Rather than respecting an individual's quest to educate himself or herself with facts / truth, and putting faith in "the collective wisdom and resourcefulness of the people" (this from Populism (theme #21A)), I'd say that Leninists and those who spread misinformation, lies, and fake news to win power are elitists manipulating and fooling the public, who doesn't see their paternalistic "I Know What's Best For You" (worldview theme #2B) true colors. It seems this recent treatment of USA citizen voters like sheep to be guided or children who haven't learned to think for themselves, also involves selling them on unthinking nationalism and patriotism (see The Proud Identification (worldview theme #37A) ) Of course this is not something new--the last eighty years of American history has seen the isolationist political right adopt "America First," "America, Love It or Leave It" and similar slogans.
The threat to American sovereignty and democracy posed by hostile foreign powers--as illustrated by Russian meddling in the 2016 election-- is obvious. After statements like Comey's and Facebook's recent (grudgingly?) providing documentation of Russian 2016 activity aimed at swaying American public opinion, perhaps only the hardest of hard core Trump supporters will accept his characterization of this foreign power meddling story as "a hoax" ?
Much less obvious is the related threat to America's public schools posed by those who wish to profit from school voucher programs that siphon off taxpayer dollars from them. Consider the situation in my home state of Arizona, where the state legislature has passed laws that funnel millions of dollars to private (including profit-making) and religious schools in the last two decades. Along with Trump supporter past (Jan Brewer) and current (Doug Ducey) governors, Arizona has been led by State Senate President Steve Yarbrough. According to Arizona Republic columnist Laurie Roberts, "Yarbrough's the guy behind most of the bills to expand Arizona's tax credits for private school tuition. He's also the director of one of the state's largest school tuition organizations--non-profits that collect tax credit donations then dole them out as private school tuition scholarships. Yarbrough's Arizona Christian School Tuition Organization has siphoned more than $127 million from the state via individual tax credit donations since 1998, according to the non-profit's latest IRS filing in 2015."

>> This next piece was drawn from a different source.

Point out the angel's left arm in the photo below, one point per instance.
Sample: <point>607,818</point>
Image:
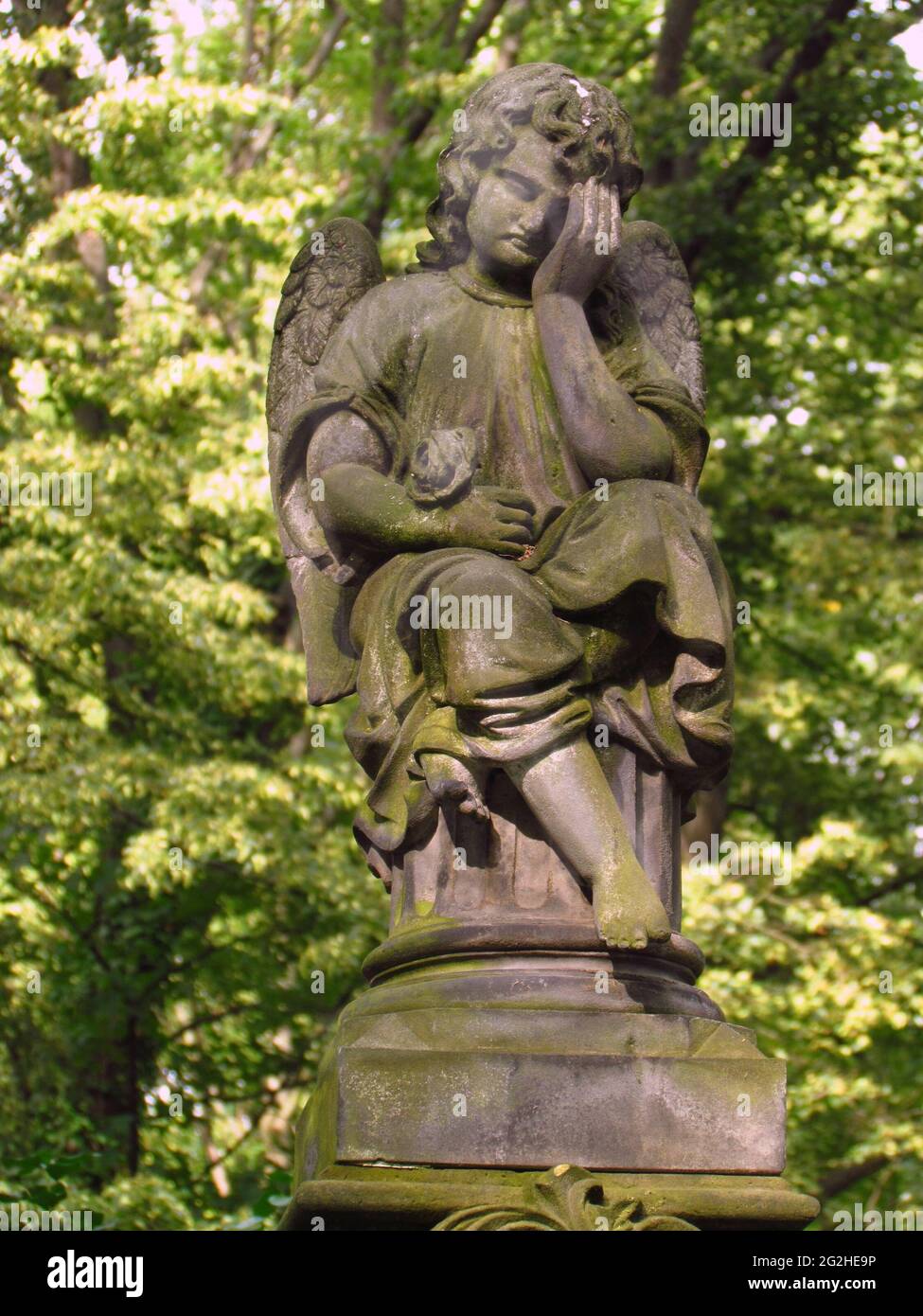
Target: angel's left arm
<point>612,436</point>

The Education for Democracy theme idealistically and unabashedly promotes the education that well supported public schools can provide (especially if hard-working excellent teachers are well paid!). I end by quoting from part of the description of this theme: "... well educated citizens are, as Jefferson put it, 'the ultimate guardians of their own liberty.' Such education should provide all students with equal opportunity to find their place in society based on their own interests and ability. It should give them tools to learn more efficiently, help them learn to get along with others, better understand the human experience / accumulated knowledge, select their own moral and political values, and ultimately to select good government leaders." Against this idealistic backdrop, hearing about greedy (recall Seeking Wealth and Power (worldview theme #43)) men like Steve Yarbrough and about a Russian woman taunting "Trump won! We chose him!" is especially galling!